The majority of people (80 percent) who are infected with West Nile virus do not get sick. Those who do become ill usually experience symptoms such as fever, headache, muscle ache, rash and fatigue. Less than 1 percent of people infected with the virus become seriously ill. Adults 50 and older and those with compromised immune systems are at greater risk of developing central nervous system illness that can be fatal.
To decrease your chances of contracting the West Nile virus, the Douglas County Health and Human Services Department recommends the following:
•Limit time spent outside at dawn and dusk, when mosquitoes are most active.
•Apply insect repellant to clothing as well as exposed skin, since mosquitoes may bite through clothing.
•Make sure window and door screens are in good repair to prevent mosquito entry.
•Properly dispose of items that hold water, such as tin cans, plastic containers, ceramic pots or discarded tires.

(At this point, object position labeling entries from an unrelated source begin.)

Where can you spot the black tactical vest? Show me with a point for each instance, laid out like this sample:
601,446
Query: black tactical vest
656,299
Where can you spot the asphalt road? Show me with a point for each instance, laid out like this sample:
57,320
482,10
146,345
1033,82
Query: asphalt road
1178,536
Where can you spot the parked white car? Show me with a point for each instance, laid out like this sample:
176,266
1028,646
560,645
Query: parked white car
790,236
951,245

•Clean roof gutters and downspouts for proper drainage.
•Turn over wheelbarrows, wading pools, boats and canoes when not in use.
•Change the water in birdbaths and pet dishes at least every three days.
•Clean and chlorinate swimming pools, outdoor saunas and hot tubs; drain water from pool covers.
•Trim tall grass, weeds and vines; mosquitoes use these areas to rest during hot daylight hours.
•Landscape to prevent water from pooling in low-lying areas.
The Wisconsin Division of Public Health will continue surveillance for the West Nile virus until the end of the mosquito season. To report a sick or dead crow, blue jay or raven, please call the Dead Bird Reporting Hotline at 1-800-433-1610.